User: 'anton123'   record_uid: [] ==> ['12345678']   source_uid: [] ==> ['gsmitte']
User: 'jeff.staff'   record_uid: [] ==> ['E-2345234-234-B']   source_uid: [] ==> ['gsmitte']
User: 'tom.teacher'   record_uid: [] ==> ['L887766']   source_uid: ['LegacyDB'] ==> ['gsmitte']
#

Comment 1 Sönke Schwardt-Krummrich

2019-10-04 16:57:17 CEST

Hint: The script always assumes, that there is a header row and therefore skips the first row of the CSV file.

Hint2: when guessing usernames, every 50 import lines, a small status line is printed:
Processing line 50 ...
Processing line 100 ...
Processing line 150 ...


Implemented in branch: sschwardt/50321/migrate-ucsschool-import-user

@QA: 
For a first test, simply copy migrate-ucsschool-import-user to 
/usr/share/ucs-school-import/scripts and the ucs-test script 
248_migrate_ucsschool_import_user to your test machine.

Please reopen for merge to 4.4 main branch.

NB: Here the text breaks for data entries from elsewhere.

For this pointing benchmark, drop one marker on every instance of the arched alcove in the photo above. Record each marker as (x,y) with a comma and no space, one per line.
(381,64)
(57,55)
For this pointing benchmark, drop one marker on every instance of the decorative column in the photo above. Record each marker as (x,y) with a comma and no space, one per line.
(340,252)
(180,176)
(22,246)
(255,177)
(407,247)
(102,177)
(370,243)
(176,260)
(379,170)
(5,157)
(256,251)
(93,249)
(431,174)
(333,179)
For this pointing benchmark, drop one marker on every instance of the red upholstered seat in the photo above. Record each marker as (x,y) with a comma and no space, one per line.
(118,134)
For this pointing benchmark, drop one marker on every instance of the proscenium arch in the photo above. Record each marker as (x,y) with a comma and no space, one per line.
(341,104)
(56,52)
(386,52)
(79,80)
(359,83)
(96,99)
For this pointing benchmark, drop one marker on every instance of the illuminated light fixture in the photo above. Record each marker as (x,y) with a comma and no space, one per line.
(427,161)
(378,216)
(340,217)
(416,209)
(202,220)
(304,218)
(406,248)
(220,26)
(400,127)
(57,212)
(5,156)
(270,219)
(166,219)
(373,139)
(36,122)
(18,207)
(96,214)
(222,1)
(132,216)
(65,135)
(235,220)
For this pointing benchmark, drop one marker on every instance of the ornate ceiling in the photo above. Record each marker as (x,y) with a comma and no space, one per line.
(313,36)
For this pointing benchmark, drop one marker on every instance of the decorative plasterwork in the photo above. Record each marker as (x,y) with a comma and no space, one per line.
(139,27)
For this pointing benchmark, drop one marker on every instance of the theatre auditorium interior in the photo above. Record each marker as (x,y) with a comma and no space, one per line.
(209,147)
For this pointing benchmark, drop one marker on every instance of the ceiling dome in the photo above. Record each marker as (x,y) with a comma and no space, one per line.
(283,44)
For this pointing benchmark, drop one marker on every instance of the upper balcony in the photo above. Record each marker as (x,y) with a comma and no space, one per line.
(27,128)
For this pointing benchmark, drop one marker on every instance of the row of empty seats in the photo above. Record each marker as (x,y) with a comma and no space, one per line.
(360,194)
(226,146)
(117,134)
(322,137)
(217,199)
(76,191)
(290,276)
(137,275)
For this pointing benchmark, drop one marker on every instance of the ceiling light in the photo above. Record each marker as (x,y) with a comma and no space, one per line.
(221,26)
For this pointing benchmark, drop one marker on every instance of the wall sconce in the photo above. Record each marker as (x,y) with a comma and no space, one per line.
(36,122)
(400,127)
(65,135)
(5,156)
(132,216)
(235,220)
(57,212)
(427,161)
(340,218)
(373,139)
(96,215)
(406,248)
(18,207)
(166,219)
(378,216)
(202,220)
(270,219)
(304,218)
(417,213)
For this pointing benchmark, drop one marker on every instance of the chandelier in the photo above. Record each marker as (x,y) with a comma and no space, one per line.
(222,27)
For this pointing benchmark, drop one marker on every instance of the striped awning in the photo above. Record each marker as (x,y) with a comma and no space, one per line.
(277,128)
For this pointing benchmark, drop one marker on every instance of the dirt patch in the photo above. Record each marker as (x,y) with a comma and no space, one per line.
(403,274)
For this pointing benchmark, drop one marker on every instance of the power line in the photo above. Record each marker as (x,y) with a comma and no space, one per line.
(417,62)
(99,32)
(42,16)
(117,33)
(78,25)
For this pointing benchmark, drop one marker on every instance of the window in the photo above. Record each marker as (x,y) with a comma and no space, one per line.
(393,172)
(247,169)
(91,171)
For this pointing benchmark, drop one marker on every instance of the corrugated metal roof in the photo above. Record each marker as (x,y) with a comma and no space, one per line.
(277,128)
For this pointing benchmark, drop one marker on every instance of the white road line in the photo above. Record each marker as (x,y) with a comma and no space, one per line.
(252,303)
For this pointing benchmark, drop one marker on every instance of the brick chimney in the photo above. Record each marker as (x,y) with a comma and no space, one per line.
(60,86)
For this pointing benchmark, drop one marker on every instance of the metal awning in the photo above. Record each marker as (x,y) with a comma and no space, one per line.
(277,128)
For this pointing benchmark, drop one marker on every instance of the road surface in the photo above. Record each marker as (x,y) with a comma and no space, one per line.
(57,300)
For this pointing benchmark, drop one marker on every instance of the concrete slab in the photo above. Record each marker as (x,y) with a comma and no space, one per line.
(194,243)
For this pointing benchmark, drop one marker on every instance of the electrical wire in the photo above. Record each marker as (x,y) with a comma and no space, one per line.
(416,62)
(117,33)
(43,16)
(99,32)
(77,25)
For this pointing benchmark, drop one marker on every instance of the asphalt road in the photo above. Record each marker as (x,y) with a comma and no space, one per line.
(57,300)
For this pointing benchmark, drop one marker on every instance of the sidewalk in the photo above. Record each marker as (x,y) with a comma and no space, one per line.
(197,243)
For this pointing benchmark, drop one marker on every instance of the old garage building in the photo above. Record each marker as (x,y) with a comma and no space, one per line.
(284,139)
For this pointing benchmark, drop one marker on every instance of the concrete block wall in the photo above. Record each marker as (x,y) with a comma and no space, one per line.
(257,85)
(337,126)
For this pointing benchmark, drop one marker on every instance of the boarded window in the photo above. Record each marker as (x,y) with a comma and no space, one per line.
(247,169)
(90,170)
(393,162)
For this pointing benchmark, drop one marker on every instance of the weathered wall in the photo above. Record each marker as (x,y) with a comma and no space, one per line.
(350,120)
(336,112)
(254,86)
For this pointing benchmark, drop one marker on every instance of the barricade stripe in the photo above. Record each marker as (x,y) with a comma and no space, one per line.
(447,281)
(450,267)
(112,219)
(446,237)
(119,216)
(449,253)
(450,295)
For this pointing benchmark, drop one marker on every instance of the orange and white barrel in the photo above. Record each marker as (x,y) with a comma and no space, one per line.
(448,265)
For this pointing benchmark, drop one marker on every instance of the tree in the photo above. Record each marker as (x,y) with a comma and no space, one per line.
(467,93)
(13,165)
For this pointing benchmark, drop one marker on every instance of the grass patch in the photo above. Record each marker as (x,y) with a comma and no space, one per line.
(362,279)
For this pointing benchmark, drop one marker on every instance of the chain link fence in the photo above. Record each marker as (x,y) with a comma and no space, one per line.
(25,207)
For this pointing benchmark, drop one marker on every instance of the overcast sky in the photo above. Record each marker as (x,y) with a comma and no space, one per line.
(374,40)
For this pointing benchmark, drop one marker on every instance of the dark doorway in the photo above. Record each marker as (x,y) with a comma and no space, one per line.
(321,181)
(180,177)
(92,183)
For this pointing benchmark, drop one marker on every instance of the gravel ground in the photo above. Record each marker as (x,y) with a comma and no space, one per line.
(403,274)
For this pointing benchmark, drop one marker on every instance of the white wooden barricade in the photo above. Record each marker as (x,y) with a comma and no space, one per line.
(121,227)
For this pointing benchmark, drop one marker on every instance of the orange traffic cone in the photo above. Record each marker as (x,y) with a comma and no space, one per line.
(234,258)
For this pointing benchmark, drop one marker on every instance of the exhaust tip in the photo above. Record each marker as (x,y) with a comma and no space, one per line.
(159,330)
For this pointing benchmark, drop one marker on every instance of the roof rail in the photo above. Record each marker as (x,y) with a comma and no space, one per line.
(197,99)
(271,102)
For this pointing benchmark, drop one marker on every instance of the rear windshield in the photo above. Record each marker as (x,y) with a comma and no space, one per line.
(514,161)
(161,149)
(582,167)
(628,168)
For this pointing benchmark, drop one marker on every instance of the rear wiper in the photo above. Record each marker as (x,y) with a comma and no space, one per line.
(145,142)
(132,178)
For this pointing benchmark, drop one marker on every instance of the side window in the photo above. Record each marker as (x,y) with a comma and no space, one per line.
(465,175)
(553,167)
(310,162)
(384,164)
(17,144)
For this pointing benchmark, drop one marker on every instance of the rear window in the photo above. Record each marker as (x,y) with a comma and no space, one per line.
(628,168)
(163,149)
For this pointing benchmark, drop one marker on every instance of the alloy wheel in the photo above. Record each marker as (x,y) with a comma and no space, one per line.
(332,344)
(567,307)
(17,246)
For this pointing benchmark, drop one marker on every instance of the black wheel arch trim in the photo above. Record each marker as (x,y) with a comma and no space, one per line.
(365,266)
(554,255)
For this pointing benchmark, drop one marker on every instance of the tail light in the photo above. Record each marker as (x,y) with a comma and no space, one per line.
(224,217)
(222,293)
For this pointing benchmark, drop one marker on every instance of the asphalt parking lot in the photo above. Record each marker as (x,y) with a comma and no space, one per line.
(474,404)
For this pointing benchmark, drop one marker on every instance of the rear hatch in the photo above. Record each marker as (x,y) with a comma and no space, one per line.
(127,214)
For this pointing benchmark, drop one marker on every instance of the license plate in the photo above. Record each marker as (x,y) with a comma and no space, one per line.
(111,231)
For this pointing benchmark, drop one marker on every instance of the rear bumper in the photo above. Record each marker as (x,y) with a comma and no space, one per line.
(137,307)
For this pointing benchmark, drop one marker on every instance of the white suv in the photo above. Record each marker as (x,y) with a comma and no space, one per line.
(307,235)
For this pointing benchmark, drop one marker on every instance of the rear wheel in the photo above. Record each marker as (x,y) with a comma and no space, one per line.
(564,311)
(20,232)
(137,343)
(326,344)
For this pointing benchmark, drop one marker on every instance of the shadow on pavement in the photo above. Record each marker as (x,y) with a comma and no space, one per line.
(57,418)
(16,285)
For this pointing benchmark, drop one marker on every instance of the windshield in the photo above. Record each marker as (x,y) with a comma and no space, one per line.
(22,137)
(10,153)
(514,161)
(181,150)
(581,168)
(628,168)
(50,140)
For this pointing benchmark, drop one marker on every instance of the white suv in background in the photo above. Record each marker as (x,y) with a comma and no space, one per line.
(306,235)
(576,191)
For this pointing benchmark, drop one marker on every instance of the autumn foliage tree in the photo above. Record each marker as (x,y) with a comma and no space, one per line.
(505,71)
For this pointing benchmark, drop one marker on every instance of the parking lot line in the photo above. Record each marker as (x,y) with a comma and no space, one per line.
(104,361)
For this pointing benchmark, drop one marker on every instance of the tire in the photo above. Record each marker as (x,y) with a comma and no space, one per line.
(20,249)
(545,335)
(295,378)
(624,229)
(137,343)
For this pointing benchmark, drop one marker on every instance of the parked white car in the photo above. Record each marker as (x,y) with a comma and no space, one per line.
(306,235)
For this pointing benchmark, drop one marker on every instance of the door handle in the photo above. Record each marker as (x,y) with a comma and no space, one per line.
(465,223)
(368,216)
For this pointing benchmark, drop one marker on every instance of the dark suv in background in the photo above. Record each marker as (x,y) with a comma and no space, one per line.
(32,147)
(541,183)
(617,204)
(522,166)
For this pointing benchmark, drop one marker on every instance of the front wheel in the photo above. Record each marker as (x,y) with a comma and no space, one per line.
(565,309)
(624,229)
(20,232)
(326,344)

Comment 2 Sönke Schwardt-Krummrich

2019-10-08 15:47:25 CEST

Merged to branch "4.4":

[4.4] fa48c3995 Bug #50321: add advisory
[4.4] c13c7537a Bug #50321: Merge branch 'sschwardt/50321/migrate-ucsschool-import-user' into 4.4
[4.4] e8a4c71f5 Bug #50321: add test for migrate_ucsschool_import_user
[4.4] 79dab1ae7 Bug #50321: added script migrate_ucsschool_import_user

Package: ucs-test-ucsschool
Version: 6.0.64A~4.4.0.201910081540
Branch: ucs_4.4-0
Scope: ucs-school-4.4

Package: ucs-school-import
Version: 17.0.14A~4.4.0.201910081540
Branch: ucs_4.4-0
Scope: ucs-school-4.4

Please note, the output of the script has changed:
User: 'bxg59r9i2i'   record_uid: None ==> '537381'   source_uid: None ==> 'hvwpy5hcjx'
User: 'gu617c7rkm'   record_uid: None ==> '537382'   source_uid: None ==> 'hvwpy5hcjx'
User: 'ajbmjgusrj'   record_uid: None ==> '537383'   source_uid: None ==> 'hvwpy5hcjx'
User: 'yw2lvrhbmb'   record_uid: None ==> '537384'   source_uid: None ==> 'hvwpy5hcjx'

Comment 3 Sönke Schwardt-Krummrich

2019-10-08 16:12:22 CEST

[4.4] bd52ef640 Bug #50321: update advisory
[4.4] 752451590 Bug #50321: reuse encoding and dialect of input file in migrate_ucsschool_import_user

Package: ucs-school-import
Version: 17.0.15A~4.4.0.201910081610
Branch: ucs_4.4-0
Scope: ucs-school-4.4

Comment 4 Daniel Tröder

2019-10-09 12:53:02 CEST

OK: automatic test
OK: manual test
OK: advisory

Comment 5 Sönke Schwardt-Krummrich

2019-10-09 13:53:48 CEST

UCS@school 4.4 v3 has been released.

https://docs.software-univention.de/changelog-ucsschool-4.4v3-de.html

If this error occurs again, please clone this bug.